The Bankruptcy Court's November 3 Memorandum and Decision provides a detailed procedural history relevant to the related appeals. This summary focuses on essential facts drawn from the parties' Joint Appendix and other documents submitted during the appeal process. The Court has reviewed Appellants’ briefs, Lehman's omnibus brief opposing the appeals, and the Appellants’ replies, noting any factual disputes or evidentiary challenges.

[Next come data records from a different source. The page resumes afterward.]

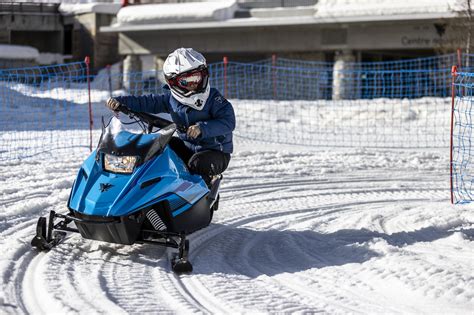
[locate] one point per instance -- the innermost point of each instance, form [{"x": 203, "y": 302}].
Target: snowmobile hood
[
  {"x": 101, "y": 193},
  {"x": 118, "y": 141}
]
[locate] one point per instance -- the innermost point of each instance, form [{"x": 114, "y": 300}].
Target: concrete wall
[
  {"x": 43, "y": 31},
  {"x": 375, "y": 36}
]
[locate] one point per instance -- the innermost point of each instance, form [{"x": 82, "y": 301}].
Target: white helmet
[{"x": 187, "y": 76}]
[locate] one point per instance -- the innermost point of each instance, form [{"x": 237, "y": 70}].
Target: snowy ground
[{"x": 299, "y": 230}]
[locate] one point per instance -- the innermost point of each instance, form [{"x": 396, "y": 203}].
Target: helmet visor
[{"x": 190, "y": 82}]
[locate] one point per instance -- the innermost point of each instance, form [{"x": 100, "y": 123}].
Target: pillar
[
  {"x": 343, "y": 82},
  {"x": 132, "y": 76}
]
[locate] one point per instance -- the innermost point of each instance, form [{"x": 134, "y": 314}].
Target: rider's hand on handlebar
[
  {"x": 113, "y": 104},
  {"x": 194, "y": 131}
]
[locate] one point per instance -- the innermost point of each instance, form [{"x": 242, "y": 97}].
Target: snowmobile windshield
[{"x": 126, "y": 137}]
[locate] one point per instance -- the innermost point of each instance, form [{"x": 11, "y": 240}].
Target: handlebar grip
[{"x": 124, "y": 109}]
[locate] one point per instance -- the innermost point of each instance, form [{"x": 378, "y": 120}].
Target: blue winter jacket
[{"x": 216, "y": 120}]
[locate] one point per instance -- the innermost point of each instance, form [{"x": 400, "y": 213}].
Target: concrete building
[
  {"x": 296, "y": 29},
  {"x": 60, "y": 32}
]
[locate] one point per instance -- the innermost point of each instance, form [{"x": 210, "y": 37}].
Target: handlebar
[{"x": 151, "y": 120}]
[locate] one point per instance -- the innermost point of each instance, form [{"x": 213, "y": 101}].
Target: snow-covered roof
[
  {"x": 81, "y": 8},
  {"x": 18, "y": 52},
  {"x": 357, "y": 8},
  {"x": 177, "y": 12}
]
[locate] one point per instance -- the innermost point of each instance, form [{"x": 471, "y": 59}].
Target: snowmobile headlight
[{"x": 119, "y": 164}]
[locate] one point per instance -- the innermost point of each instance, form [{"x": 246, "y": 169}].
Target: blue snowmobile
[{"x": 134, "y": 189}]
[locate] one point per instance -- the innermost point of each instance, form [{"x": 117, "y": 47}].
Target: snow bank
[
  {"x": 339, "y": 8},
  {"x": 18, "y": 52},
  {"x": 177, "y": 12},
  {"x": 81, "y": 8}
]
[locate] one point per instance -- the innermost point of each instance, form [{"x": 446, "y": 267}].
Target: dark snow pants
[{"x": 206, "y": 163}]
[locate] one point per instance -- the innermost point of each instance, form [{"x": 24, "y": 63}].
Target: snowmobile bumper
[{"x": 120, "y": 230}]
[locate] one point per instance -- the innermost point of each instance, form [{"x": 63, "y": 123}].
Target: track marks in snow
[{"x": 349, "y": 231}]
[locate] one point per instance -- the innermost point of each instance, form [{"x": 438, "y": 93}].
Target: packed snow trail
[{"x": 298, "y": 230}]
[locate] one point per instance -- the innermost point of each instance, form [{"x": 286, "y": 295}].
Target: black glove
[{"x": 113, "y": 104}]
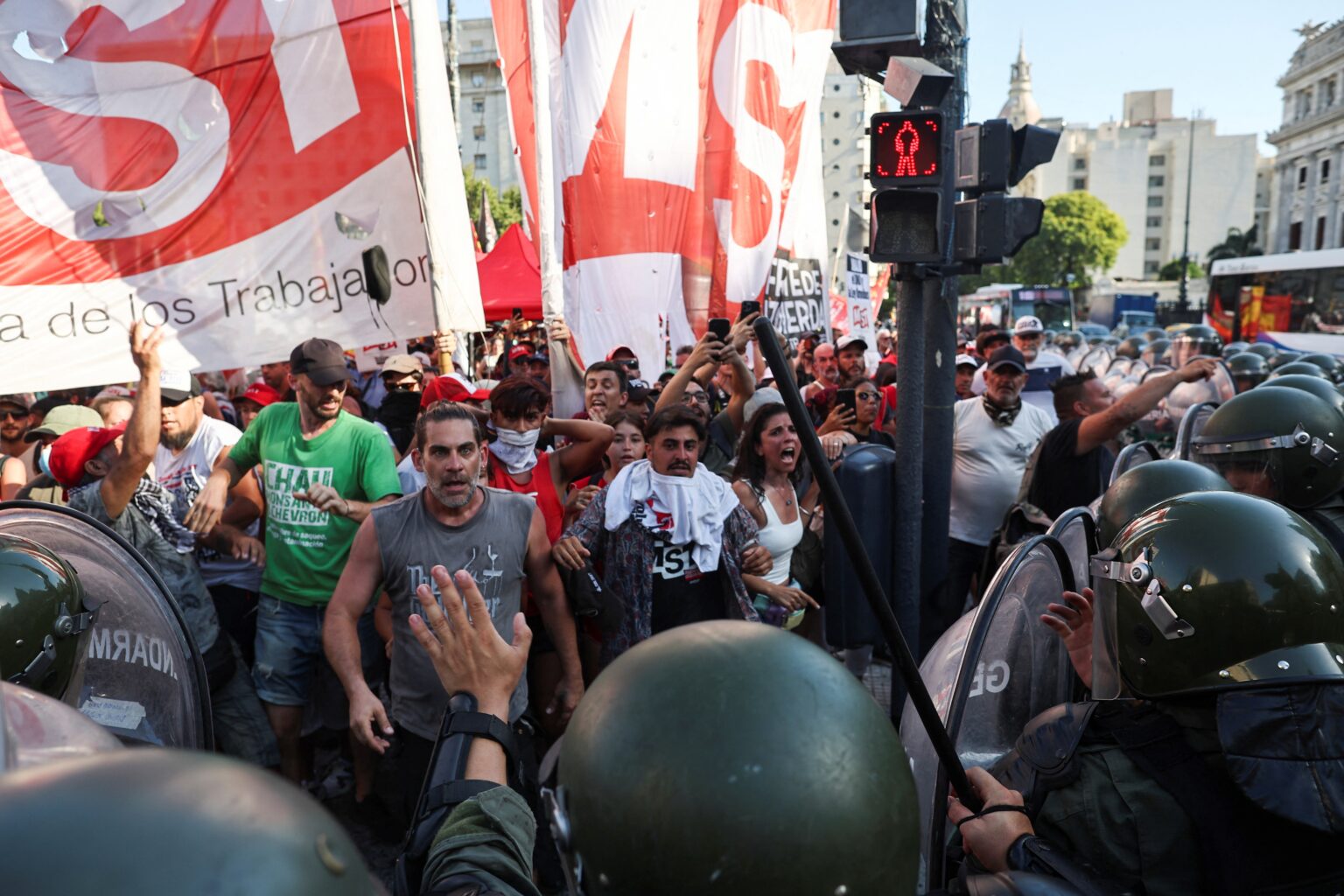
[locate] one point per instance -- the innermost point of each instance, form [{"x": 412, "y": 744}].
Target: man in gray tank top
[{"x": 499, "y": 537}]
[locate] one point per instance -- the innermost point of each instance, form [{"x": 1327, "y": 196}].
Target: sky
[{"x": 1221, "y": 57}]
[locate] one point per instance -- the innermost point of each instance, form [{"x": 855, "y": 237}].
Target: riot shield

The parties reached a Stipulation outlining uncontested facts considered by the Bankruptcy Court concerning Lehman’s Omnibus Objections to claims from Appellants and former employees. However, the Stipulation does not imply that these facts are material or relevant to the resolution of the objections, and both parties reserve the right to contest the relevance or weight of cited facts.
Exhibit 3 of the Stipulation discusses Lehman’s 2003 Compensation Plan, including the treatment of Restricted Stock Units (RSUs) and Stock Options. The parties agreed that the terms of the Compensation Plan remained unchanged from 2003 to 2008, the relevant years for this appeal. Even if Appellants can argue economic duress regarding their RSUs, their claims would still fall under Section 510(b), which mandates that claims arising from a rescission of security purchases be subordinated. The Court emphasizes that the Appellants’ claims, linked to fluctuations in the debtor's share price, clearly represent equity interests and thus require subordination under Section 510(b).